Tijdens mijn werk als pedagogisch medewerker op het kinderdagverblijf merkte ik dat veel kinderen meer moeite hadden met poepen dan met plassen op het toilet. Ook mijn eigen kinderen hadden er alle drie moeite mee en daarom tekende ik de eerste versie van dit boekje voor hen. Later leende ik het boekje regelmatig uit aan ouders van peuters op mijn werk. Elke keer had het een positief effect. Er zijn 101 boekjes over op het potje of de wc plassen. Maar over poepen is minder te vinden, vandaar dat ik besloot om dit boek uit te geven.
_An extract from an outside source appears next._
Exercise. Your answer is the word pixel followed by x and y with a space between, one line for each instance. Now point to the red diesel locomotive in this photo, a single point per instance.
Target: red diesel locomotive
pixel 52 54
Het verhaal wordt met humor verteld door schattig ogende poepfiguurtjes. Ze vertellen dat iedereen poept, ieder mens en ieder dier. Ze vertellen op een eenvoudige manier hoe ze ontstaan (alles wat je eet wordt door je buik omgetoverd in een poepie), en waar ze goed in zijn (zwemmen en stinken!). Ook vertellen ze over hun probleem; dat sommige kinderen hun poep ophouden of alleen in een luier willen poepen en wat daar de consequenties van zijn (pijn in je buik en harde poep). Wanneer ze in een luier belanden kunnen ze niet naar het riool… Er wordt uitgelegd wat het riool is; een zwembad voor poepies, onder de grond.
Door deze uitleg krijgen peuters een beeld bij wat er gebeurt als je de wc doortrekt. Dit helpt ze minder angstig te zijn. De wc is niet meer eng, maar een leuke waterglijbaan naar het zwembad. De poep is niet meer “lastig” of “eng”, maar juist “lief.” De kinderen krijgen er sympathie voor en gunnen het hun “poepie” om te kunnen zwemmen in het riool. Voor veel kinderen is dit genoeg om de angst te laten verdwijnen.
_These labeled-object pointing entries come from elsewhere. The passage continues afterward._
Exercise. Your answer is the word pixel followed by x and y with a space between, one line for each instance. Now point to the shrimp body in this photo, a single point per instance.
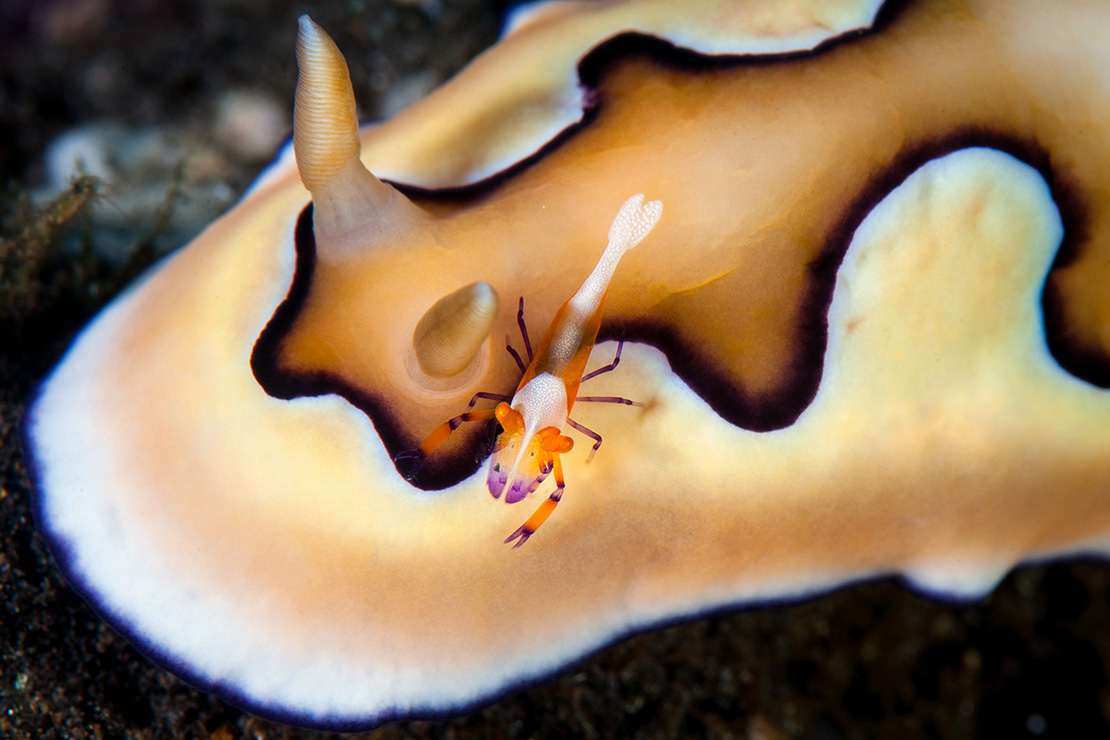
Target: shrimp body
pixel 532 439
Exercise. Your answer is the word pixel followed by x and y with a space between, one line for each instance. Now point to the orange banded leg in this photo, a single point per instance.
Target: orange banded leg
pixel 543 512
pixel 439 435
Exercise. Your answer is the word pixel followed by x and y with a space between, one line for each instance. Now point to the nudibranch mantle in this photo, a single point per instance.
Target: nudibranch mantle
pixel 266 548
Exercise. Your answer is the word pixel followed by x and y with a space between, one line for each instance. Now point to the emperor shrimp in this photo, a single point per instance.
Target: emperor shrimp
pixel 532 419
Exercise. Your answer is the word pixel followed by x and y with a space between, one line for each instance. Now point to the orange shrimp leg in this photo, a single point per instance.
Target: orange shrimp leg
pixel 609 367
pixel 440 434
pixel 543 512
pixel 589 433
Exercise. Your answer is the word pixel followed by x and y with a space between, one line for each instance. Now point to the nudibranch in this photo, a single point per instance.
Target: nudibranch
pixel 871 336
Nog enkele tips: het belangrijkste is het om geduldig en ondersteunend te zijn tijdens de zindelijkheidstraining. Moedig je peuter aan om het toilet te gebruiken, maar oefen geen druk uit. Geef positieve feedback en beloningen voor het proberen. Op deze pagina kun je een beloningskaart met poepies downloaden.
Praat met je peuter over het verhaal in dit boekje. Trek samen het toilet door en vertel dat het poepie nu lekker mag zwemmen in het riool bij zijn vriendjes. Onderzoek samen zijn/haar buikje, zouden er poepies in zitten? Zitten die dan ook zo op elkaar gestapeld net als in het verhaal? Mogen ze eruit om doorgespoeld te worden?
Bedenk dat ieder kind anders is en zijn of haar eigen tempo bij zindelijkheidstraining heeft. Geduld, begrip en positieve
ondersteuning zijn vaak de sleutel tot het omgaan met poepproblemen bij peuters. Raadpleeg altijd een arts als je je zorgen maakt over de gezondheid van je kind.